In the centre of the city there were hardly any bike lanes. The few that were had roads crossing through them constantly. There was often a lot of congestion and it felt badly planned out.

Riding from where I lived in the centre to the seafront was full of stopping and starting and a lot of fast-moving traffic. It always felt confusing as to where you can ride if you want to stay off the main road as much as possible.

However, at a certain point it becomes impossible to avoid the main road – not ideal for friends who are less confident cycling. Getting to the seafront felt like a wave of relief; you could finally relax and enjoy the ride.

Cycling gets easier once you got out of the city towards the South Downs and Sussex University. There is a convenient bike lane all the way from the centre to the uni, although you still have to deal with buses as the path tends to go round the back of bus stops, with cars parked in the bike lane. You might not be surprised to find out that drivers in Brighton are also much more likely to be rude and intimidating!

Regardless, cycling was the easiest, quickest and cheapest way to get to uni – as well as being good exercise and fun (apart from when it was wet, very windy or freezing cold).

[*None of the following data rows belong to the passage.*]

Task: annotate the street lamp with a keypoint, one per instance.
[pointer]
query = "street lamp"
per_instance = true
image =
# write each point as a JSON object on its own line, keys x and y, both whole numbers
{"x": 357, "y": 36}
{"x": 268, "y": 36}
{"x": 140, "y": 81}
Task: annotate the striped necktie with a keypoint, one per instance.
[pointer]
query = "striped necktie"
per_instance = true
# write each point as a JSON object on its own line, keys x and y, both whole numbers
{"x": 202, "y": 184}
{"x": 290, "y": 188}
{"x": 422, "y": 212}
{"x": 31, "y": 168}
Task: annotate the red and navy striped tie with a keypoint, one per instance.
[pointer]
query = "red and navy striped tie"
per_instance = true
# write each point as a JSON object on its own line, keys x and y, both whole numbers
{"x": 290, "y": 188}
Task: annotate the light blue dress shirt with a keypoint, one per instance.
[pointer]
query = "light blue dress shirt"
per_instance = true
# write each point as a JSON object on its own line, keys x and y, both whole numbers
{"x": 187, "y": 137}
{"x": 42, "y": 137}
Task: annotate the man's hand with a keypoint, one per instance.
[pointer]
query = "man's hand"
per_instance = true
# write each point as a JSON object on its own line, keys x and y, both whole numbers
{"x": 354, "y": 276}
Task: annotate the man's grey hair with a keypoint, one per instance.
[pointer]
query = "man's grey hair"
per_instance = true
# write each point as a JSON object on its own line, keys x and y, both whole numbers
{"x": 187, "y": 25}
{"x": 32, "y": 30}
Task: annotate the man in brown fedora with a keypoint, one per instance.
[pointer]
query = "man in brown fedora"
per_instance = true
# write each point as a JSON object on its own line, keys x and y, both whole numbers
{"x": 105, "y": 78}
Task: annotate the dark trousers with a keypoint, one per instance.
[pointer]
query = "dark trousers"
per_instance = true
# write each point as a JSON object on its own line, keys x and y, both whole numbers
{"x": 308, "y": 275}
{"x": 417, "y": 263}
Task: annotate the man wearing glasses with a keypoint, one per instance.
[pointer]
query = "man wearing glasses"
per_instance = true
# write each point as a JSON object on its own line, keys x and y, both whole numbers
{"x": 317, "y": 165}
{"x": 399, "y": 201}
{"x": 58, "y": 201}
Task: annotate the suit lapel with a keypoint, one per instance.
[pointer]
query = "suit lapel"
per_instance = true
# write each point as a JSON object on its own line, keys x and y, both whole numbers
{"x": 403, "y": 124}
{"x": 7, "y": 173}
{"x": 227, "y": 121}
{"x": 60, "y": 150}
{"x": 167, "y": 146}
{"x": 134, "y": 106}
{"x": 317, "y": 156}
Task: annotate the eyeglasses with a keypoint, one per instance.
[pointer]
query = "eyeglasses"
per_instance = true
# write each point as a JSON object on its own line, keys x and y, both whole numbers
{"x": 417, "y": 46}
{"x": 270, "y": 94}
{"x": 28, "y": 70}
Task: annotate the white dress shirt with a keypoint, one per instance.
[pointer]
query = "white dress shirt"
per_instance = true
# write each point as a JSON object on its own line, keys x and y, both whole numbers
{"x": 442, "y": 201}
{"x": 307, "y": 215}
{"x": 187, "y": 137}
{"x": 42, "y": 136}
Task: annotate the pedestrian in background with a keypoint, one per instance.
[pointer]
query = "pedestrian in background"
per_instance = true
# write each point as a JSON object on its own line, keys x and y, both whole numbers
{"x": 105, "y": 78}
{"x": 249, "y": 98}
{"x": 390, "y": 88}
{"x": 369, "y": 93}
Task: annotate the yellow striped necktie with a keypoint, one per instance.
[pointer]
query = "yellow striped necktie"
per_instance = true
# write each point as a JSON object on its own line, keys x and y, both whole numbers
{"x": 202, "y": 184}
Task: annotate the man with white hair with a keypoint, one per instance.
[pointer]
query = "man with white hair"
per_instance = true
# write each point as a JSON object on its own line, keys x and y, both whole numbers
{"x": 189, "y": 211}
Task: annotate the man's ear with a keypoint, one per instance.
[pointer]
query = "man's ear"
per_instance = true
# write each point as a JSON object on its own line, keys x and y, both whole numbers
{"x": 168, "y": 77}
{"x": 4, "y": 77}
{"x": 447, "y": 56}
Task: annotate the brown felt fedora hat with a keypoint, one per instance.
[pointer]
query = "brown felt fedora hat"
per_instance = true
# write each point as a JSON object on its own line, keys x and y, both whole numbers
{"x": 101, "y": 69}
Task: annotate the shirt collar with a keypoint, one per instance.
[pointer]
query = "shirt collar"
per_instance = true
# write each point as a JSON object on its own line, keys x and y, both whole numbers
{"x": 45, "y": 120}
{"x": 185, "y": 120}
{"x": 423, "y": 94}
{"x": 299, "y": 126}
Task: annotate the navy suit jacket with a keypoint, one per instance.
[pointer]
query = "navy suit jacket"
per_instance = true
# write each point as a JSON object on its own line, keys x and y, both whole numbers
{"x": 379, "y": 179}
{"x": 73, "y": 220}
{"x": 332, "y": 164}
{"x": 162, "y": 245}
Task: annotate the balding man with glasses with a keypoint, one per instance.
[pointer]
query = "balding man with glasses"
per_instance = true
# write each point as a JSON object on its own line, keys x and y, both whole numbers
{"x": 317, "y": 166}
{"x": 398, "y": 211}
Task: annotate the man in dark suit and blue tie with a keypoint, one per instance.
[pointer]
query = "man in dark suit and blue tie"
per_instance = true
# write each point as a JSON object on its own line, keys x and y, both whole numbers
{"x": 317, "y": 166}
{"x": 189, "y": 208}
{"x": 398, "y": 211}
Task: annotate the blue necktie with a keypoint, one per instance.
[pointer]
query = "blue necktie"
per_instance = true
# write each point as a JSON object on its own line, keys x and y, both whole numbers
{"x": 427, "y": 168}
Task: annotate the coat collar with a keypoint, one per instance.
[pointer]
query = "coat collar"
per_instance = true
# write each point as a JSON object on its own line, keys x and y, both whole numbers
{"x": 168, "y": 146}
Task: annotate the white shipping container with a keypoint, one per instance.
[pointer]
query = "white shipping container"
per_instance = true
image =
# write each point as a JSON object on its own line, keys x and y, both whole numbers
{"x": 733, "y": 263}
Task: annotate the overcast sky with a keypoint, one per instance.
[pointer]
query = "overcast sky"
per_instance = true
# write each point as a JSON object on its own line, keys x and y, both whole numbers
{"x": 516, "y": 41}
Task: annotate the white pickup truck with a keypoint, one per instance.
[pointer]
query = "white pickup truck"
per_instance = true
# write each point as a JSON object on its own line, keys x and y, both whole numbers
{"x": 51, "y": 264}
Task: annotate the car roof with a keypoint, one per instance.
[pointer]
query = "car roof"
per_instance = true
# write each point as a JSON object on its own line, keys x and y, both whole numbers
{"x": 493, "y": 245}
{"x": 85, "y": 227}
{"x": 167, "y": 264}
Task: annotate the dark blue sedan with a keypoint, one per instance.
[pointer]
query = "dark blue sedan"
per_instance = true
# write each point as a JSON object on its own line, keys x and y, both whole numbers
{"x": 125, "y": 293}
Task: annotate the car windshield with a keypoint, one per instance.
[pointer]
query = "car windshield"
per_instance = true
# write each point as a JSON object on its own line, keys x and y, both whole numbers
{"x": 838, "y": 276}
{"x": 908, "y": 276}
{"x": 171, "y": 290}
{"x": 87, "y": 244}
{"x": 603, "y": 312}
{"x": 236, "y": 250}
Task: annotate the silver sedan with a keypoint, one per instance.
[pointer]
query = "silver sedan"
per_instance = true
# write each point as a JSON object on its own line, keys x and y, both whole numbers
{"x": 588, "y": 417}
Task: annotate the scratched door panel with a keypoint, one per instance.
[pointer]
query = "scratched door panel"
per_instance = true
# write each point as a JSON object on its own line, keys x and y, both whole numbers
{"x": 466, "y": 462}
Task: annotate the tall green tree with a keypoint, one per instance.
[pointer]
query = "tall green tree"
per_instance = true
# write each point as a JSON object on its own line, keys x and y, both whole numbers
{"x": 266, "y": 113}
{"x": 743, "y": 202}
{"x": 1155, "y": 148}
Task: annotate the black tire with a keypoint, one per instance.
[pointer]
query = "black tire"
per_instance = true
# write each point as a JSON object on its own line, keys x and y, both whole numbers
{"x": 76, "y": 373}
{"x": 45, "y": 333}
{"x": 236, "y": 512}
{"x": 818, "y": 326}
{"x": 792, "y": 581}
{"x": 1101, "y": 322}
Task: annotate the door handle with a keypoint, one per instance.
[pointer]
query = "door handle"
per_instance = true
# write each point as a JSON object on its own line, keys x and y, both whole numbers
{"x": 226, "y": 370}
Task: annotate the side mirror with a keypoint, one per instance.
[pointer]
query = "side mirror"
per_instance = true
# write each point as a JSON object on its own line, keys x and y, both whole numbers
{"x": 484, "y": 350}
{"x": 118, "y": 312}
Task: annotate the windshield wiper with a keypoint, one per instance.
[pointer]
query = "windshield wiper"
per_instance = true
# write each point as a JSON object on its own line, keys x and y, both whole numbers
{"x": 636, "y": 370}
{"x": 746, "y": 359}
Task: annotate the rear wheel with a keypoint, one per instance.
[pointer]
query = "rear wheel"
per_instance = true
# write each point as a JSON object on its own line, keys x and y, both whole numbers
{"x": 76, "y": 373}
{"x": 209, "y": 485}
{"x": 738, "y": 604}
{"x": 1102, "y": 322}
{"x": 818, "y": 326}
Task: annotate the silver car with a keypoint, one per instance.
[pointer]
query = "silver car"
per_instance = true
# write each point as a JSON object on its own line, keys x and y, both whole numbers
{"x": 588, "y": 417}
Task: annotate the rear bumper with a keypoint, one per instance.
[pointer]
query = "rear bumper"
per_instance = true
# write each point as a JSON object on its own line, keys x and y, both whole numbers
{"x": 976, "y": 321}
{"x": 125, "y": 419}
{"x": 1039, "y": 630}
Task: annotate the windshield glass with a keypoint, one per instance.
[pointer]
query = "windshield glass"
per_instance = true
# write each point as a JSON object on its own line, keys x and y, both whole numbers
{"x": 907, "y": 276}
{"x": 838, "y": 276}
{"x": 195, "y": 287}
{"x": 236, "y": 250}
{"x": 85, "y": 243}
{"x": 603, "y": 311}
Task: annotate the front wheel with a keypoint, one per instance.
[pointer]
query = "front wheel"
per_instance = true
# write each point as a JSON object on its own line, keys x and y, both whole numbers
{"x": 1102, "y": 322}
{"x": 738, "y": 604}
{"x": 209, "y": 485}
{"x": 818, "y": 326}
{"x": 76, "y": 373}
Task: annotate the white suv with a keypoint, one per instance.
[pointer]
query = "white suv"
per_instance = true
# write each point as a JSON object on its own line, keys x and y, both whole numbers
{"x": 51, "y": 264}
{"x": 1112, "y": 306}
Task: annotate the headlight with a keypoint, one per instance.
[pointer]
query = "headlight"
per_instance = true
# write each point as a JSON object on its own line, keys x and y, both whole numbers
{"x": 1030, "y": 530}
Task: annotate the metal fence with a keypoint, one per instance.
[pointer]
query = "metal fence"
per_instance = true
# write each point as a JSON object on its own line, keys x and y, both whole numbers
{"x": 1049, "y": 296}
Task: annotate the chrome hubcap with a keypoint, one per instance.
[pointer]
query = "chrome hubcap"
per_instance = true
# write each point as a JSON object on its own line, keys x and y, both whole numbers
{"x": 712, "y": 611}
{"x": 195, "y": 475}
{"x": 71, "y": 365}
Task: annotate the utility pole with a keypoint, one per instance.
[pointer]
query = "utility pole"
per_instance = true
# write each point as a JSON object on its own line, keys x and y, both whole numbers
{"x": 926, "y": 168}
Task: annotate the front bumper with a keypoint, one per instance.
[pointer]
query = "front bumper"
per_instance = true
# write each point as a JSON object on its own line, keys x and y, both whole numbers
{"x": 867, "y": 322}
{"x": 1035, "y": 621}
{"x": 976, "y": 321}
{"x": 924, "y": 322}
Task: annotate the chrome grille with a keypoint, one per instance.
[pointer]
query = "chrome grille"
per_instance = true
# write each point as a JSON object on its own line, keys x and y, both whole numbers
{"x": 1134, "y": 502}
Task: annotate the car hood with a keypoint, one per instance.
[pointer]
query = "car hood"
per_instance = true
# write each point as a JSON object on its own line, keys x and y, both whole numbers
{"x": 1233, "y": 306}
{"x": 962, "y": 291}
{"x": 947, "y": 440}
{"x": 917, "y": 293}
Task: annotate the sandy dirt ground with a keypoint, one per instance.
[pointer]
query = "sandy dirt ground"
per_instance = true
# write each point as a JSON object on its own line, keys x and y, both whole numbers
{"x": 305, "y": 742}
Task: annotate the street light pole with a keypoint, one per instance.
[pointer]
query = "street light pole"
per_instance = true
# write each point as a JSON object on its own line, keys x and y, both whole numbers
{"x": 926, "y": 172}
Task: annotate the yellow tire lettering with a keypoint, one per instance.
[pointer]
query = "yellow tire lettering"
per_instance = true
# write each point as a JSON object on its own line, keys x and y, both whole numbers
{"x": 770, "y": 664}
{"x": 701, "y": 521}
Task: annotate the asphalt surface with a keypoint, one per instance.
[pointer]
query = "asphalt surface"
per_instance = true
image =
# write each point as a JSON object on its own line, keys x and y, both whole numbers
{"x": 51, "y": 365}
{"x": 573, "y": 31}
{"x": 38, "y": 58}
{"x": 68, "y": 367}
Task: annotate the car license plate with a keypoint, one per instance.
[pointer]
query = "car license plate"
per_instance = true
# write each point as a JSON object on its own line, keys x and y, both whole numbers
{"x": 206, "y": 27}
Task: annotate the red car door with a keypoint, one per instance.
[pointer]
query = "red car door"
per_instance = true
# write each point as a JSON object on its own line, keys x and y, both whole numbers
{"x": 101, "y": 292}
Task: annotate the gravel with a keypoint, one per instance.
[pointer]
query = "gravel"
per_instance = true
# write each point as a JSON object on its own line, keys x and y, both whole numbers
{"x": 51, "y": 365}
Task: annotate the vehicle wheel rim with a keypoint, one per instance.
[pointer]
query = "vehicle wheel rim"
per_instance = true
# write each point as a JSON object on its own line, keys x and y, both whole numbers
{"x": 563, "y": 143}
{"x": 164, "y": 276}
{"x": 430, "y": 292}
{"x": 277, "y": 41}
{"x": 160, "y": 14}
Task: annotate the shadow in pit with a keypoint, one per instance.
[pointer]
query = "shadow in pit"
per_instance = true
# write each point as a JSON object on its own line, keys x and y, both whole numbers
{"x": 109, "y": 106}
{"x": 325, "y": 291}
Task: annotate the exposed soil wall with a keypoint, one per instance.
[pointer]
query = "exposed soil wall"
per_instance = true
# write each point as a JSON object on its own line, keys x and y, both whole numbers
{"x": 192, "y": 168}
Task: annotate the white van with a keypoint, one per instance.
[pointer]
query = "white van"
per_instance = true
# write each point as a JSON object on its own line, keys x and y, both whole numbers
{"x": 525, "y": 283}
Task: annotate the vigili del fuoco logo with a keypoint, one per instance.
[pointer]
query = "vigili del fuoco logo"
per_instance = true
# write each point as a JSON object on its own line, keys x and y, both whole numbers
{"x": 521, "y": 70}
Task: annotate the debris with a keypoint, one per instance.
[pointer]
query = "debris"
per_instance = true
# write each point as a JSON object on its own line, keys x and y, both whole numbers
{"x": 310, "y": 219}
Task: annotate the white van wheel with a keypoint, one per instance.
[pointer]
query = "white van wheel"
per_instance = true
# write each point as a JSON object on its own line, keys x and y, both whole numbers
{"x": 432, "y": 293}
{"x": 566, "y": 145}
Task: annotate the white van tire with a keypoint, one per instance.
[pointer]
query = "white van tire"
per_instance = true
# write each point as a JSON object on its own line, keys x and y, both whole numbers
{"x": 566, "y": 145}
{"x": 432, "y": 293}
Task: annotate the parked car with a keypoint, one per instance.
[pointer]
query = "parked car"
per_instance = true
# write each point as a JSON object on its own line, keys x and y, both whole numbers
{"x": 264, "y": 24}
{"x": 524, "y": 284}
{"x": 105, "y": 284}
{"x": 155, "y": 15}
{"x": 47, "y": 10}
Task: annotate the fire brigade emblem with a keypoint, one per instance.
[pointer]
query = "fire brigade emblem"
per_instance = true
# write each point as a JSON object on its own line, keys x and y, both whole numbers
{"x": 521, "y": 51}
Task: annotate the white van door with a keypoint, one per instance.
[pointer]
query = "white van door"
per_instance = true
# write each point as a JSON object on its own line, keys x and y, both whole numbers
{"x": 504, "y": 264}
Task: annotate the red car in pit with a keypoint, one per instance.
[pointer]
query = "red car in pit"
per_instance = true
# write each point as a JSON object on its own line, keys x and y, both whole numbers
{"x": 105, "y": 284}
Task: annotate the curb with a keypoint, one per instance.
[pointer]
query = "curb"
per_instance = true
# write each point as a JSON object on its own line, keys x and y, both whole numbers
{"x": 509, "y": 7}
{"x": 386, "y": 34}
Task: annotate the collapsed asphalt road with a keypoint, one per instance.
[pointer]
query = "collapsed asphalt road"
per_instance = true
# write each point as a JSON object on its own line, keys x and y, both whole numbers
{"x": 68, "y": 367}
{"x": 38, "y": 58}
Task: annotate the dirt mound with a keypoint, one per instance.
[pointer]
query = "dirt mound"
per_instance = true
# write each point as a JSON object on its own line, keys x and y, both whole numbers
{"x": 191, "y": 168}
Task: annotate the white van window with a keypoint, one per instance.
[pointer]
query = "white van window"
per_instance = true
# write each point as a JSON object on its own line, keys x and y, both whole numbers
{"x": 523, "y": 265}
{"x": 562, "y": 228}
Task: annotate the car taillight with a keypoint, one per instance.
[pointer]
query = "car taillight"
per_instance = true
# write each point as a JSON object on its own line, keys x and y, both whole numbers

But the vast majority of students took the train or overcrowded buses to the campus in Falmer, although it was very normal among my friends to cycle.

I never wore conventional cycling gear and often rode in my long faux leather coat and flares.

Fast forward to 2021, and after long periods of construction, although somewhat controversially, spaces have finally opened up that will make it easier to cycle around Brighton. This has come too late for me as I‘ve left the city, but I hope it will provide safer and more enjoyable cycle routes and encourage more people to travel by bike in future.

My best memories

When I think back to my extraordinary student years, some of my best memories are of gliding on my lovely green bicycle along the back streets of Kyoto, coming across beautiful, peaceful Buddhist temples and Shinto shrines, or going past colourful fruit and vegetable stands and small doorways to ramen shops.

I remember cycling through the Imperial Palace gardens, and cruising along the seafront in Brighton on my Norco with my friends exploring the city’s many hidden attractions.

I know I was very lucky to have had the opportunity to live in Japan for a year pre-pandemic through the study abroad programme at Sussex University – an experience I highly recommend to anyone heading to uni, once the pandemic is over, of course.

I also recommend cycling to campus – it’s cheaper, easier, healthier and more fun than taking the overcrowded bus!